Le Moniteur #6346 : Les projets de data centers prêts à décoller
revue
Année : 2025
Auteur : Fabien Renou
Editeur : ED LE MONITEUR MONITER
Description : Il y a cinq ans, la France sautait dans l'inconnu, entraînant le BTP avec elle. Le confinement, commencé en mars 2020, aura mis temporairement la machine à construire à l'arrêt. Mais les conséquences de cette crise sur le secteur et ses professionnels auront été beaucoup plus durables que ces quelques semaines hors du temps. Souvenons-nous : sitôt les travailleurs renvoyés chez eux, les entreprises comme les administrations ont été contraintes, avec plus ou moins de bonheur, de mettre en place en catastrophe les outils permettant le télétravail. Ils n'ont, depuis, jamais été débranchés. D'autres héritages du Covid sont moins visibles, mais tout aussi pérennes, comme les gestes barrières ou les points d'eau sur les chantiers. Le confinement aura marqué une césure. Il aura surtout marqué les esprits. A tel point qu'un « monde d'après » devait advenir. Ce changement d'époque se traduirait notamment par des bâtiments, des infra structures et un urbanisme profondément repensés.
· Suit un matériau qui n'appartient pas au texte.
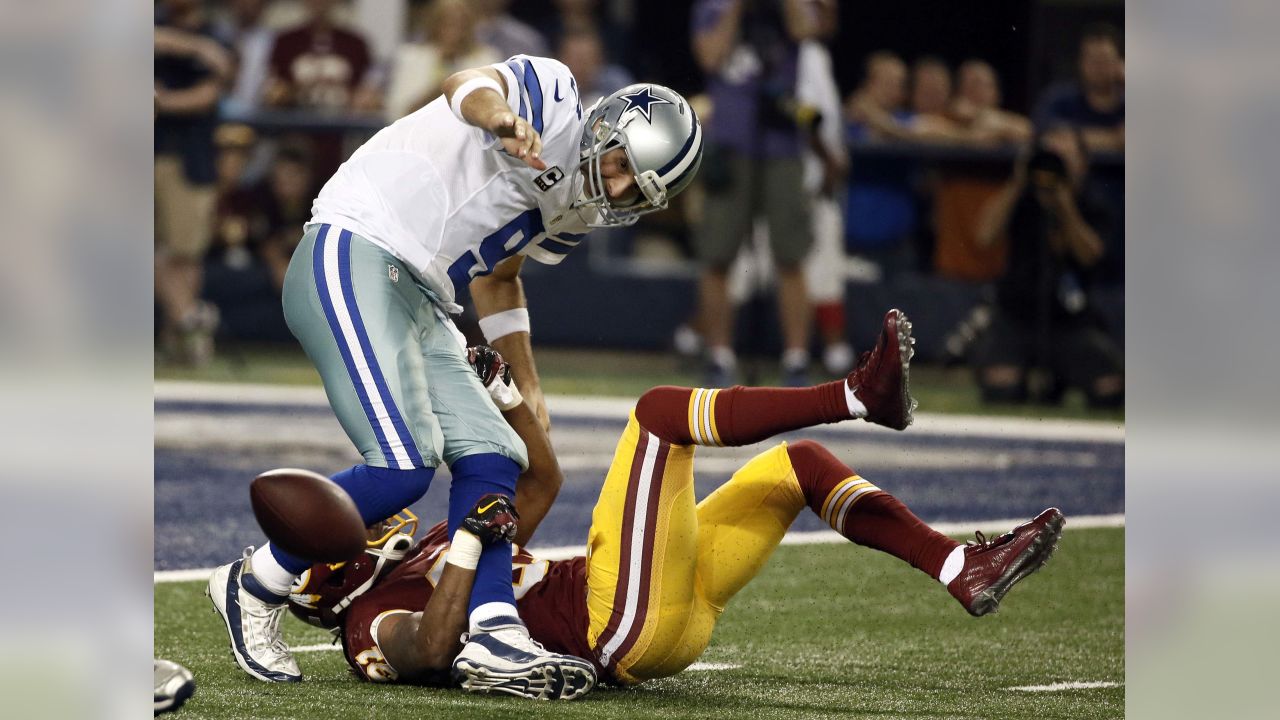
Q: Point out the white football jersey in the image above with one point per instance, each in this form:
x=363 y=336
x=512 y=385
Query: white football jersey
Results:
x=446 y=199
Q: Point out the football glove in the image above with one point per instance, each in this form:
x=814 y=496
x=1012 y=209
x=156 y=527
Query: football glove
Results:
x=494 y=376
x=492 y=519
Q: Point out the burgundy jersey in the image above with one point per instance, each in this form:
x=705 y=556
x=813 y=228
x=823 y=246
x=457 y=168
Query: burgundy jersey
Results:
x=549 y=595
x=324 y=65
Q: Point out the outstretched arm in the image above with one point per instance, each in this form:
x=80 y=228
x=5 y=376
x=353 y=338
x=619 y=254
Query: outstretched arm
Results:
x=502 y=292
x=421 y=646
x=487 y=109
x=540 y=483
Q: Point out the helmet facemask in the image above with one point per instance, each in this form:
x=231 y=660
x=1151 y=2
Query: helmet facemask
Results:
x=593 y=192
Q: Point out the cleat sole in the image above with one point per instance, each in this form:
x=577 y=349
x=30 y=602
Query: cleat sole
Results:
x=552 y=680
x=906 y=351
x=1027 y=563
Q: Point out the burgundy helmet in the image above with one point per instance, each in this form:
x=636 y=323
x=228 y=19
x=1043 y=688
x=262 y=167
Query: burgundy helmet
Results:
x=324 y=591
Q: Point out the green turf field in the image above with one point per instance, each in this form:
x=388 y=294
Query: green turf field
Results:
x=827 y=630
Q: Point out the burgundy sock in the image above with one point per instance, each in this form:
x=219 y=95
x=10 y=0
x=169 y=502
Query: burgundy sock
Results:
x=737 y=415
x=863 y=513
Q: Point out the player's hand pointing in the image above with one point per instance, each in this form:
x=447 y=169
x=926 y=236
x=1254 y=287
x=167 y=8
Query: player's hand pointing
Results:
x=519 y=139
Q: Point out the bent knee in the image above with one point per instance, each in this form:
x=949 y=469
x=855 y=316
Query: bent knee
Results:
x=664 y=411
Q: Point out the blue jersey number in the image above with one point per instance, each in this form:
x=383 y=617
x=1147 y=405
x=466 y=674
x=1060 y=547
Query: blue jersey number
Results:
x=499 y=245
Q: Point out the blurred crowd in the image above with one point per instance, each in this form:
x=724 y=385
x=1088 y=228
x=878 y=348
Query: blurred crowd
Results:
x=803 y=182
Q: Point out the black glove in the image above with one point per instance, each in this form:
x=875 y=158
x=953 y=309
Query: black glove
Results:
x=494 y=374
x=492 y=519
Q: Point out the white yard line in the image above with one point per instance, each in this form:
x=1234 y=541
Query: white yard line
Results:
x=1060 y=687
x=813 y=537
x=618 y=409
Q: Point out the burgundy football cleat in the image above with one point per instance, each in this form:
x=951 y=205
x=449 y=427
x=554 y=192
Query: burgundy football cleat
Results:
x=882 y=376
x=993 y=566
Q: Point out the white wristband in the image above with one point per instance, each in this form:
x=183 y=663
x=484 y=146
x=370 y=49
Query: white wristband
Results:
x=502 y=324
x=464 y=551
x=467 y=89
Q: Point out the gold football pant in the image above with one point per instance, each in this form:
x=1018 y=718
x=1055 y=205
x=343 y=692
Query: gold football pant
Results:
x=661 y=568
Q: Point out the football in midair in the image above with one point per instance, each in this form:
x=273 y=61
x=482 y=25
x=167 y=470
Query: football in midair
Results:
x=307 y=515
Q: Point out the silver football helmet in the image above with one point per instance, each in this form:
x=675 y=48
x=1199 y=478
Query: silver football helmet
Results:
x=662 y=139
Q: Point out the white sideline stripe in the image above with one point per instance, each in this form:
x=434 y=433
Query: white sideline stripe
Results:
x=696 y=666
x=620 y=408
x=809 y=537
x=1057 y=687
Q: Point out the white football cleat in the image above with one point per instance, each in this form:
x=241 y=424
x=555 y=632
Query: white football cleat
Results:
x=501 y=657
x=174 y=686
x=252 y=615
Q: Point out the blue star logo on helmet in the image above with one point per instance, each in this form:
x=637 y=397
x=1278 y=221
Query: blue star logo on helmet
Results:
x=641 y=100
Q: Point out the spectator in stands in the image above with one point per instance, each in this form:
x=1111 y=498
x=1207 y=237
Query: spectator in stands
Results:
x=579 y=16
x=321 y=65
x=284 y=201
x=583 y=53
x=327 y=69
x=931 y=86
x=881 y=209
x=504 y=33
x=826 y=165
x=874 y=110
x=752 y=168
x=451 y=45
x=1043 y=318
x=1095 y=100
x=242 y=28
x=191 y=74
x=977 y=106
x=237 y=229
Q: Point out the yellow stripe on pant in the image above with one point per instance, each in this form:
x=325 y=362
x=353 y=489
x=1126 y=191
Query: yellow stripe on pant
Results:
x=661 y=569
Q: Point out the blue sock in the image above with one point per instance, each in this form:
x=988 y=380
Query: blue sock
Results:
x=378 y=492
x=474 y=477
x=382 y=492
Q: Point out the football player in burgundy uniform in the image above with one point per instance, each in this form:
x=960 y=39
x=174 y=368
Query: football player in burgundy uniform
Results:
x=661 y=568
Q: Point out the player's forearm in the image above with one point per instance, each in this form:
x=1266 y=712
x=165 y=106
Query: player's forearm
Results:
x=423 y=646
x=540 y=483
x=480 y=105
x=503 y=292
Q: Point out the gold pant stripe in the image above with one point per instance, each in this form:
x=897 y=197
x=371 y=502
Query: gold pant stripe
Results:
x=694 y=409
x=652 y=606
x=713 y=434
x=849 y=504
x=836 y=492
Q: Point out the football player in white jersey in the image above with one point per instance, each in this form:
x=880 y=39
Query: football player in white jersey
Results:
x=504 y=165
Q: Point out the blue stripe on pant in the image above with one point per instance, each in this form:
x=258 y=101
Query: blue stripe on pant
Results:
x=338 y=299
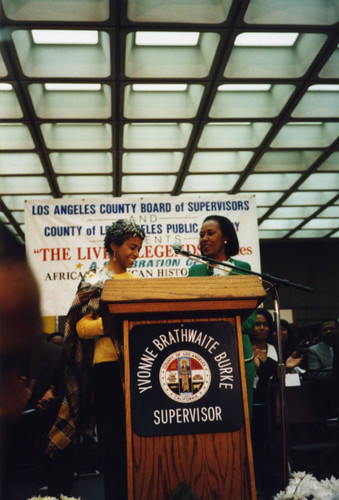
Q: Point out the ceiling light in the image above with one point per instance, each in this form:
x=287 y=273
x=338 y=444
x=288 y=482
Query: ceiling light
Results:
x=145 y=87
x=166 y=38
x=240 y=87
x=65 y=37
x=73 y=86
x=266 y=39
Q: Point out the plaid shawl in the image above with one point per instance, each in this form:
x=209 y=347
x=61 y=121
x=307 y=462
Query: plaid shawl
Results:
x=79 y=357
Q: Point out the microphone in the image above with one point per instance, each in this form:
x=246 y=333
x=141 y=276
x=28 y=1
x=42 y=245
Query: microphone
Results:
x=177 y=248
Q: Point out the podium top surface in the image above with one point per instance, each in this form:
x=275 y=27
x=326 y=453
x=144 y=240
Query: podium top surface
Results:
x=213 y=292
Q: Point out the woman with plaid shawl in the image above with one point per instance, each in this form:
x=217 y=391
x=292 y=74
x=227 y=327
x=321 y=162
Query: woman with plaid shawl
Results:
x=91 y=354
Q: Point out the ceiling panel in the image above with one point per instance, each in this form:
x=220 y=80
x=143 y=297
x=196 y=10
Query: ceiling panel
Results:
x=173 y=97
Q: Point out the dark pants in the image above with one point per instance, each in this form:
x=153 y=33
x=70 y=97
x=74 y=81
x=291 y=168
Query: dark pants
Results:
x=109 y=407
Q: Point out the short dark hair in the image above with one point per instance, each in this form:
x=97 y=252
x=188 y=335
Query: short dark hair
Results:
x=227 y=229
x=120 y=231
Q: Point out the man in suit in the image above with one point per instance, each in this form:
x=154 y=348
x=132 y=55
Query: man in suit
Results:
x=320 y=356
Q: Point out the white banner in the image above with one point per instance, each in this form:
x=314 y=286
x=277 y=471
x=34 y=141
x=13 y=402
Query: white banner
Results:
x=65 y=237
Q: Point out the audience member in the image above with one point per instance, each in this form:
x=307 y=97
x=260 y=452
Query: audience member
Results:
x=20 y=331
x=289 y=342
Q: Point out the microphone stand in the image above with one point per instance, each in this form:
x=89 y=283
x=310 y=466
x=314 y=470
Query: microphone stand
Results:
x=274 y=284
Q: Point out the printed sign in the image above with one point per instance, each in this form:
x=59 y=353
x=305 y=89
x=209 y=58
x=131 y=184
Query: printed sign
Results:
x=185 y=378
x=64 y=238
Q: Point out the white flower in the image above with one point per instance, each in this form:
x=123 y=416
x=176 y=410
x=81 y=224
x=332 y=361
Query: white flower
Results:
x=304 y=486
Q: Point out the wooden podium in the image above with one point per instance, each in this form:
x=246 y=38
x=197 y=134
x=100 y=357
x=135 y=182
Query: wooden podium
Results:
x=214 y=465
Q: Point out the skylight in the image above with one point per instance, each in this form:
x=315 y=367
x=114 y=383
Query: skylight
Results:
x=324 y=88
x=157 y=38
x=73 y=86
x=266 y=39
x=234 y=87
x=65 y=37
x=149 y=87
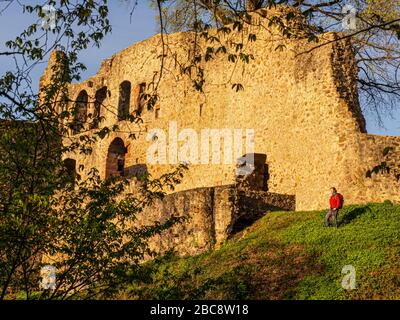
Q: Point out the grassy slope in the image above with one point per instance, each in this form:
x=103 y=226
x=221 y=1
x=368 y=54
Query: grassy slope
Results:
x=288 y=255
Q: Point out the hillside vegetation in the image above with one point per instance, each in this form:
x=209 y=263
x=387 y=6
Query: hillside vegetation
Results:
x=287 y=255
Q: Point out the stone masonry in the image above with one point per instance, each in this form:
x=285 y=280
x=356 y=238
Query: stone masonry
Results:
x=302 y=105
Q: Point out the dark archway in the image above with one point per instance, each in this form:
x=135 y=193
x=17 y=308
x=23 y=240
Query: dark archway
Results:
x=124 y=100
x=100 y=96
x=80 y=112
x=253 y=172
x=115 y=166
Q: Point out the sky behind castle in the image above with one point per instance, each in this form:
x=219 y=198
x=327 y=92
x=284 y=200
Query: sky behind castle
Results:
x=126 y=31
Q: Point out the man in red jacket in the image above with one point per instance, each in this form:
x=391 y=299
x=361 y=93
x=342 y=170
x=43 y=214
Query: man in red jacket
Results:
x=335 y=205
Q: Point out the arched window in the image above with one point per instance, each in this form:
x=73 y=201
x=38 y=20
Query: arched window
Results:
x=100 y=96
x=140 y=97
x=80 y=112
x=124 y=100
x=115 y=165
x=70 y=170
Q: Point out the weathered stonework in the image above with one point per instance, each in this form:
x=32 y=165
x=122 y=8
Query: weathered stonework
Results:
x=302 y=104
x=212 y=215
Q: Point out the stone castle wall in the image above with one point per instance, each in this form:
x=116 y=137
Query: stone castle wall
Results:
x=302 y=106
x=211 y=215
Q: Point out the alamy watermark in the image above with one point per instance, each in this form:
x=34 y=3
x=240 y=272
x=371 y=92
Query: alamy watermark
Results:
x=49 y=20
x=349 y=280
x=349 y=22
x=48 y=274
x=192 y=147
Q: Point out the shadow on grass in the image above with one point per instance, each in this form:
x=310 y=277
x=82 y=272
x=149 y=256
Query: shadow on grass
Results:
x=270 y=274
x=348 y=217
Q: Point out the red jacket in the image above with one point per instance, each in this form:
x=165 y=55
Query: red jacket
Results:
x=334 y=201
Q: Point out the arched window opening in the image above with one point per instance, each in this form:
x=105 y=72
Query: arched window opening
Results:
x=157 y=112
x=140 y=97
x=70 y=170
x=80 y=112
x=115 y=165
x=100 y=96
x=124 y=100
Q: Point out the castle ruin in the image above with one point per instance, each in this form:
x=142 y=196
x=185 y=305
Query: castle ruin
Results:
x=309 y=131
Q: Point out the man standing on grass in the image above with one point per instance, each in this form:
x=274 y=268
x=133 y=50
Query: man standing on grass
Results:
x=335 y=203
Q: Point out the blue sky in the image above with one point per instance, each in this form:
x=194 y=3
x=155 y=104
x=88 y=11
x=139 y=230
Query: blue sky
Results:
x=126 y=32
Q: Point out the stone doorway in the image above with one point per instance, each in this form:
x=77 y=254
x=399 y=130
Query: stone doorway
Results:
x=115 y=166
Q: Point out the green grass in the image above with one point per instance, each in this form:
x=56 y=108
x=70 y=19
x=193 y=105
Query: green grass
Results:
x=287 y=255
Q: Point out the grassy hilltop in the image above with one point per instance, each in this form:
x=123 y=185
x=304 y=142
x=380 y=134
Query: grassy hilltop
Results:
x=288 y=255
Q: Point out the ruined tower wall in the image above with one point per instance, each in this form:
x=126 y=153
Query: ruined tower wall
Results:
x=302 y=106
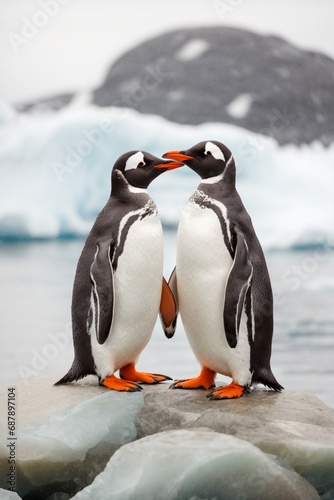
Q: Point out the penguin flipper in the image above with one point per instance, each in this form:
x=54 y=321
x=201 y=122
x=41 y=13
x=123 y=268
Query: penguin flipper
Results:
x=237 y=285
x=169 y=305
x=103 y=297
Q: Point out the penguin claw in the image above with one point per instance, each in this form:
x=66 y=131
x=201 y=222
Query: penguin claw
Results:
x=205 y=380
x=129 y=372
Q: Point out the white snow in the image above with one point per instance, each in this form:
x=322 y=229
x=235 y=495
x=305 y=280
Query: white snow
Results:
x=8 y=495
x=195 y=463
x=193 y=49
x=240 y=106
x=55 y=174
x=68 y=436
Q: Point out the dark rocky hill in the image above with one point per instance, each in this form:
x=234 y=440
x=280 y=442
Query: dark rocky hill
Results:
x=220 y=74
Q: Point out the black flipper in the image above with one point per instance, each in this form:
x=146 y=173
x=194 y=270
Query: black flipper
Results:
x=103 y=297
x=169 y=305
x=237 y=285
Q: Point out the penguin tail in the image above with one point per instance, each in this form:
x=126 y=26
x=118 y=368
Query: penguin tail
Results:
x=266 y=377
x=71 y=376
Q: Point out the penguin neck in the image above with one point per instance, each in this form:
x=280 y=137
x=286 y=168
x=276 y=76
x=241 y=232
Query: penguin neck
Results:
x=225 y=180
x=123 y=190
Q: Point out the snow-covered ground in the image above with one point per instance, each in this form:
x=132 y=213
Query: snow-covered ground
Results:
x=54 y=46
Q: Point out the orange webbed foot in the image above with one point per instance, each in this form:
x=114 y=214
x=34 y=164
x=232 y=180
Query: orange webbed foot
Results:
x=129 y=372
x=205 y=380
x=117 y=384
x=230 y=391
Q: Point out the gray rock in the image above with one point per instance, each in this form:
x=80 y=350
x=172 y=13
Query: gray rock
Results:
x=66 y=436
x=197 y=463
x=221 y=74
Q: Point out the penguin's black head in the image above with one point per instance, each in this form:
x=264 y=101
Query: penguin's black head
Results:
x=141 y=168
x=207 y=158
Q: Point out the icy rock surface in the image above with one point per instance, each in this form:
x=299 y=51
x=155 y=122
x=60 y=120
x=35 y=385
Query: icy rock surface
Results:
x=8 y=495
x=72 y=446
x=196 y=463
Certaines de ces projections se sont concrétisées (1), à commencer par le développement sans précédent des pistes cyclables ou la réduction drastique des surfaces de bureaux. Une partie bute encore sur des contraintes économiques, comme la généralisation d'espaces extérieurs dans les logements. D'autres, enfin, ont fait long feu, à l'image du pari d'un exode urbain massif. Cinq ans plus tard, les villes, grandes et moyennes, attirent toujours autant. La crise du Covid, violente et universelle, aura bel et bien laissé des traces. La crise du Covid, violente et universelle, aura bel et bien laissé des traces. Tout comme, après elle, la guerre en Ukraine, le retour de l'inflation et la révolution de l'IA. Sans parler de la guerre commerciale qui se profile. Toutes ces ruptures, intervenues en si peu de temps, nous rappellent l'injonction contradictoire à laquelle l'accélération de la marche du monde nous contraint : l'impérieuse nécessité d'adaptation permanente combinée à la fragilité de toute démarche prospective. 2020 nous apparaît déjà comme une autre époque. Le monde d'après, c'est déjà du passé.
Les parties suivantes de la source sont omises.